Skip to content

hra42/or-analytics

Repository files navigation

OR Analytics

A cloud-native analytics solution for OpenRouter API usage data using DuckLake for incremental, versioned data storage.

Overview

OR Analytics fetches activity data from the OpenRouter API and stores it incrementally in DuckLake - a lakehouse format that combines the benefits of data lakes and warehouses.

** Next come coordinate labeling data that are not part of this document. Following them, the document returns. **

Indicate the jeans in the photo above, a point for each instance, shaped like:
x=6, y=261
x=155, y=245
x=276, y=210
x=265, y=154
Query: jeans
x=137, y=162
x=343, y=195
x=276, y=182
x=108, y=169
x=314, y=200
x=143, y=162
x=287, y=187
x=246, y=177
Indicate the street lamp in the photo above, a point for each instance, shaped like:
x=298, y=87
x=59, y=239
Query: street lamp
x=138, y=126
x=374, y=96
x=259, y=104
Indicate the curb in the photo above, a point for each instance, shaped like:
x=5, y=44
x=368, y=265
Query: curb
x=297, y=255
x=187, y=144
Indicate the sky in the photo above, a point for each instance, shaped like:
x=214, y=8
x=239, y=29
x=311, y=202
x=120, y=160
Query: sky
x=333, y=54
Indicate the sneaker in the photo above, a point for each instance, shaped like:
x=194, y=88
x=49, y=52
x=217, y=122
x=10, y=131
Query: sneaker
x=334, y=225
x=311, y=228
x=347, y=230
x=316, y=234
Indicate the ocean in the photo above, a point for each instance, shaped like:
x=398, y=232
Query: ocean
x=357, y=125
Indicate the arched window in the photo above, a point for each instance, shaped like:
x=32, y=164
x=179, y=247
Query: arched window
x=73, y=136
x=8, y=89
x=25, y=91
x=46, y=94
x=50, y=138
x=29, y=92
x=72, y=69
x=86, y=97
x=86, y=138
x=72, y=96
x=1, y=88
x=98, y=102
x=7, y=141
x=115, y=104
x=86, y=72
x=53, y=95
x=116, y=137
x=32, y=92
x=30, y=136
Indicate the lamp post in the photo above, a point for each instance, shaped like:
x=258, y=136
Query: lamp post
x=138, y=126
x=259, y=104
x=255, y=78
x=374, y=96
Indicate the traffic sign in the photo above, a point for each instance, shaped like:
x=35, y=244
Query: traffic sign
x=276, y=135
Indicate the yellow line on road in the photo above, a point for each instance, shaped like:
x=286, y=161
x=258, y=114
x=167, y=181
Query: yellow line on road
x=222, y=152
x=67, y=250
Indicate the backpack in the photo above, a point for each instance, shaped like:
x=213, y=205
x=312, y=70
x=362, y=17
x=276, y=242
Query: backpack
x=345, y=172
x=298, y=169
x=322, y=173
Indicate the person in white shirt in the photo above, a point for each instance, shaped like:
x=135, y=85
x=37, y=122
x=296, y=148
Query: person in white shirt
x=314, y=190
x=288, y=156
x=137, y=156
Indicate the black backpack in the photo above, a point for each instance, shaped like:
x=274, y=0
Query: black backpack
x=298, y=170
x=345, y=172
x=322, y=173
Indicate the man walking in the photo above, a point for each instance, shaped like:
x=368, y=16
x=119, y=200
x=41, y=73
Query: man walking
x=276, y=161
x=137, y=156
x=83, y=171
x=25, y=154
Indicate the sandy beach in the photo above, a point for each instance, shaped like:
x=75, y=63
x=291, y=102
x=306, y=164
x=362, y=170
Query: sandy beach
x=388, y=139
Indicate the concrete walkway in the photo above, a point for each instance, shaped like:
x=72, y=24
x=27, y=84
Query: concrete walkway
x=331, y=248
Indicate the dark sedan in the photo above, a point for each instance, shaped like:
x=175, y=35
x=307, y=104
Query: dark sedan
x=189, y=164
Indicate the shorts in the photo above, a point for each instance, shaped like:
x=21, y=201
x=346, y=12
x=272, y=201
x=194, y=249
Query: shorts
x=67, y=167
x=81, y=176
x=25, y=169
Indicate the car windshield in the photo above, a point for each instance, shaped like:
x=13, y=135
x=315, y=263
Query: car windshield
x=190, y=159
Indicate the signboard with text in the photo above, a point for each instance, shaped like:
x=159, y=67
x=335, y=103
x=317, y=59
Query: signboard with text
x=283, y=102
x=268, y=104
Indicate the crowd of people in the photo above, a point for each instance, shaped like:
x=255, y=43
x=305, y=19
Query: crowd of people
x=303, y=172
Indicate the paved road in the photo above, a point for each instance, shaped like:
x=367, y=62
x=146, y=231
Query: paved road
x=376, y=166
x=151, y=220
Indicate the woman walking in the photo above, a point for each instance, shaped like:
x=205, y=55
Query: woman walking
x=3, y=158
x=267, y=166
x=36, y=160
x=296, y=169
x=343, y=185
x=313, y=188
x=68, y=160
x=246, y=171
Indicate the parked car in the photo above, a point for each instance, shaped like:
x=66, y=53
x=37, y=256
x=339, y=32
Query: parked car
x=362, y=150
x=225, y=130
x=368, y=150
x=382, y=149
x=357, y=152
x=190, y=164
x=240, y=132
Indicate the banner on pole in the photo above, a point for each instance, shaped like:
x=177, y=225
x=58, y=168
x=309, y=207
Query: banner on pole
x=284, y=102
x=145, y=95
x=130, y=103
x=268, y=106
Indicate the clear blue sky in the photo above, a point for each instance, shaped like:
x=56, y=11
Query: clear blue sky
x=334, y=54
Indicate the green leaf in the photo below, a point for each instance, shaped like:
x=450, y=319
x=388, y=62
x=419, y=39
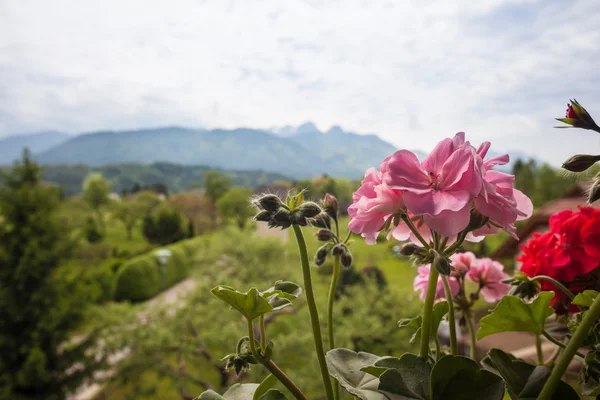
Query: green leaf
x=408, y=378
x=345, y=366
x=250, y=304
x=273, y=394
x=512, y=314
x=235, y=392
x=439, y=310
x=264, y=386
x=525, y=381
x=459, y=378
x=585, y=298
x=281, y=294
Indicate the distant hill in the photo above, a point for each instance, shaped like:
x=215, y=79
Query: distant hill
x=124, y=176
x=12, y=147
x=306, y=153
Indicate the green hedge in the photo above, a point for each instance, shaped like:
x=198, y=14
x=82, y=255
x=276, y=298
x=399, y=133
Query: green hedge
x=144, y=277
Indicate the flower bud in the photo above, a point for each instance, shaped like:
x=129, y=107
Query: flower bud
x=476, y=221
x=409, y=249
x=339, y=249
x=269, y=202
x=263, y=216
x=281, y=219
x=346, y=259
x=578, y=117
x=322, y=251
x=321, y=221
x=309, y=209
x=324, y=235
x=330, y=205
x=580, y=162
x=440, y=263
x=594, y=191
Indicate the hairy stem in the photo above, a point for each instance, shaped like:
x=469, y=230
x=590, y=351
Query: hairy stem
x=284, y=379
x=589, y=320
x=330, y=298
x=263, y=333
x=427, y=311
x=473, y=350
x=559, y=343
x=451, y=317
x=538, y=349
x=314, y=314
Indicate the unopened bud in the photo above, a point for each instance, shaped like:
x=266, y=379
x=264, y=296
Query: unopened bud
x=339, y=249
x=309, y=209
x=595, y=191
x=440, y=263
x=409, y=249
x=281, y=219
x=321, y=221
x=580, y=162
x=330, y=205
x=346, y=259
x=476, y=221
x=264, y=216
x=269, y=202
x=324, y=235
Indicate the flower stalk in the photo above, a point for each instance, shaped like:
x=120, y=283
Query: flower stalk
x=314, y=314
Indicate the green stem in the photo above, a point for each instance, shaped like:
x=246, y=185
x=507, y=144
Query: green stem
x=538, y=348
x=451, y=320
x=283, y=378
x=559, y=343
x=427, y=311
x=314, y=314
x=438, y=349
x=555, y=283
x=414, y=230
x=473, y=353
x=330, y=298
x=273, y=368
x=263, y=333
x=589, y=320
x=251, y=339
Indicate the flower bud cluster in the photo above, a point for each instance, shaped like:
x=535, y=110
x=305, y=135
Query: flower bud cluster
x=277, y=214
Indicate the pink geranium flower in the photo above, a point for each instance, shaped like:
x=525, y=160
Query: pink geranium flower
x=422, y=279
x=442, y=186
x=373, y=202
x=489, y=275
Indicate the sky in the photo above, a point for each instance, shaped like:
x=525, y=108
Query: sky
x=412, y=72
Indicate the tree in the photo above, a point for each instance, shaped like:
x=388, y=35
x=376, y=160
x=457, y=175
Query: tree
x=164, y=227
x=234, y=204
x=128, y=212
x=215, y=186
x=39, y=308
x=96, y=191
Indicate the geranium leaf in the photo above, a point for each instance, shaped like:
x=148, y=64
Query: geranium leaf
x=250, y=304
x=439, y=310
x=458, y=378
x=512, y=314
x=345, y=366
x=408, y=378
x=585, y=298
x=525, y=381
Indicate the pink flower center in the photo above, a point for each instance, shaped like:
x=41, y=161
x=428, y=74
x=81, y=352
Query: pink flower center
x=435, y=180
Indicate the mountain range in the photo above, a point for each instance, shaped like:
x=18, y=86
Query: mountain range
x=296, y=152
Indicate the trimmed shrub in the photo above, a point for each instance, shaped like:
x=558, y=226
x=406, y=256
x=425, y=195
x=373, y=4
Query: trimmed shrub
x=144, y=276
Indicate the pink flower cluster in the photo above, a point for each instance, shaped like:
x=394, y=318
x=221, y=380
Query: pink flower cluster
x=486, y=273
x=439, y=193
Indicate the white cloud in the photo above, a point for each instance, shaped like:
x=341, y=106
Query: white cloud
x=413, y=72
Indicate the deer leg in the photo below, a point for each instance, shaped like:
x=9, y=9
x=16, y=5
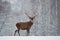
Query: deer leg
x=15, y=32
x=18, y=33
x=28, y=32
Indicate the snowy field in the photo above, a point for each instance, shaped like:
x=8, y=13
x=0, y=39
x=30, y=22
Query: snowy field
x=13, y=11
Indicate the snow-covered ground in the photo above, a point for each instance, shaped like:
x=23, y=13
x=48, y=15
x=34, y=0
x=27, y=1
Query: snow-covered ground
x=13, y=11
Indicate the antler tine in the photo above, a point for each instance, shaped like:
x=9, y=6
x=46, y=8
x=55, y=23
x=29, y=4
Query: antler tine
x=27, y=15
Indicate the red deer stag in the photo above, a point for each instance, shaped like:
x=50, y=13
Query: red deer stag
x=24, y=25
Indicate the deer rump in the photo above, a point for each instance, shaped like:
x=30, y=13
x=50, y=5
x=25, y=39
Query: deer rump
x=24, y=25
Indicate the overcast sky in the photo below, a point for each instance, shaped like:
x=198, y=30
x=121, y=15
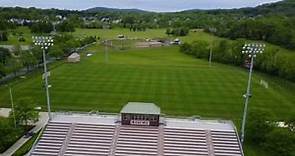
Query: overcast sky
x=151, y=5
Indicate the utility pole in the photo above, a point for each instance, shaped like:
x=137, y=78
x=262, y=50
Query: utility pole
x=45, y=43
x=106, y=57
x=251, y=50
x=12, y=106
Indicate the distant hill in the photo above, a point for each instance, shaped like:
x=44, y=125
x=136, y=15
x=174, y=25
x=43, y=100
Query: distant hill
x=285, y=7
x=104, y=9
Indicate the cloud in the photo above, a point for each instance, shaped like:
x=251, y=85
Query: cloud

Data is stored in S3-compatible object storage with automatic versioning and time travel capabilities.

Key Features:

  • Incremental Appends: Only new data is written daily (no rewrites)
  • No Local Storage: Uses in-memory DuckDB (stateless, no single point of failure)
  • Cloud-Native: All data persisted in S3/R2 via DuckLake
  • Version Control: Automatic snapshots for time travel queries
  • Built-in Scheduler: Run as a daily cron job or custom schedule

Architecture

OpenRouter API → DuckDB (in-memory) → DuckLake → PostgreSQL Catalog + S3/R2 Storage
  1. Fetch: Retrieve last 30 days of activity from OpenRouter
  2. Filter: Only select records newer than the last stored date
  3. Append: Write new records to DuckLake (creates new snapshot)
  4. Persist: Data automatically saved to S3, metadata in PostgreSQL

Prerequisites

Key Dependencies

Quick Start

1. Set up DuckLake Infrastructure

First, configure your DuckLake catalog and storage:

-- In your PostgreSQL instance
CREATE DATABASE or_analytics_catalog;

Your S3/R2 bucket should be created and accessible with access keys.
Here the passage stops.